We know that the satellite signal will be present for 55/360 of this distance. Using your calculator, 55/360 represents .1528 of the total circle. Thus, if we multiply the Earth's circumference (25,500 miles) by .1528, we can determine the distance (diameter) of our acquisition circle, which in this case is equal to 3896 miles. Half of that, or R, is 1948 miles. For a receiver in Maine, a satellite following the path as indicated on Figure A would be somewhere south of Cuba when the signal is first heard (AOS), and to the north of Hudson Bay when the signal is lost (LOS).

Question 5

Let's look at some numbers. Remember that it takes 102 minutes for a NOAA-class satellite to make one complete orbit around the Earth. We now want to determine the fractional part of the orbit, the exact time inside our acquisition circle, that the signal will be usable to us. Using the same math as before, the satellite will be available for 55/360 of one complete orbit. As previously defined, 55/360 = .1528. This number times the orbital period of 102 minutes yields 15.6 minutes. This means that on an overhead pass, we can expect to hear the satellite's signal for approximately 15.6 minutes. Using a reliable receiver with outside antenna will in fact yield the above reception time.

Question 6

The Earth rotates 360 degrees in 1440 minutes. Thus:

360 / 1440 = .25 degrees/minute

Question 7

If the Earth rotates .25 degrees each minute, then:

.25 x 60 = 15 degrees/ hour

Question 8

If the Earth rotates .25 degrees each minute, then:

.25 x 102 = 25.5 degrees/orbit

Question 9

The satellite crosses the equator at 0 degrees west longitude. The next equator crossing will be 102 minutes later, and located 25.5 degrees west. Thus, the next equator crossing will take place at 25.5 degrees west longitude. For the next orbit, it will again be 25.5 degrees further west, which would place this crossing at 51 degrees west longitude (25.5 + 25.5).

Question 10

The satellite will be on its 15th orbit at the end of 24 hours since it completes 14 orbits in one day and begins a 15th. More precisely:

1 orbit  X  1440 minutes = 14.12 orbits

-------     ------------   ------------

102 min.      1 day           1 day

Question 11

The satellite will travel the equivalent of the circumference of each orbit, or 25,500 Earth miles. However, the circumference at orbital altitude is approximately 38,850 miles.

Question 12

25,500 miles/orbit x 14.12 = 360,060 miles/day (approx.). These are miles traveled at ground level. More precisely, the circumference of the orbital circle is about 28,850 miles, thus:

28,850 miles/orbit x 14.12 = 407,362 miles/day

Question 13

At least four times/day. The satellite will usually come within range on two consecutive orbits, sometimes three. Usually figure on a pass to the east of your location, nearly overhead, and then to the west. Remember that at one part of the day the satellite will be on an ascending pass (crossing the equator going north) and at another time of the day the satellite will be on a descending pass (crossing the equator going south).

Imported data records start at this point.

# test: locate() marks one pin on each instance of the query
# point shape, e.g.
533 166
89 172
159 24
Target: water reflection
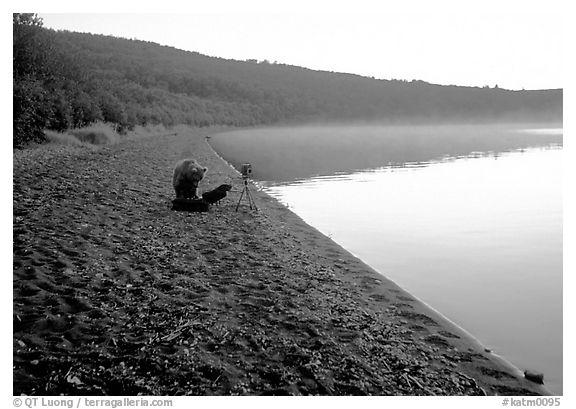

Here is one final activity which will test your understanding of orbital parameters. Assume you are tracking a NOAA-class satellite with an orbital period of 102 minutes, and a longitudinal increment of 25.5 degrees west/orbit.

Complete the chart for the remaining five orbits.

Orbit #    Equator Crossing (EQX)	 Time

   1		0 degrees		1200 UTC






Here's what you should have:

   2 	    25.5 degrees       	1342 UTC

   3		51.0 degrees     	1524 UTC

   4		76.5 degrees     	1706 UTC

   5		102 degrees        	1848 UTC

   6		127.5 degrees	   	2030 UTC


  • 12-inch globe
  • length of #10 wire (20" to 40") to project orbital plane
  • clear plastic strip to project width of Earth image
  • data for a NOAA-class satellite
  • ruler
  • protractor
  • compass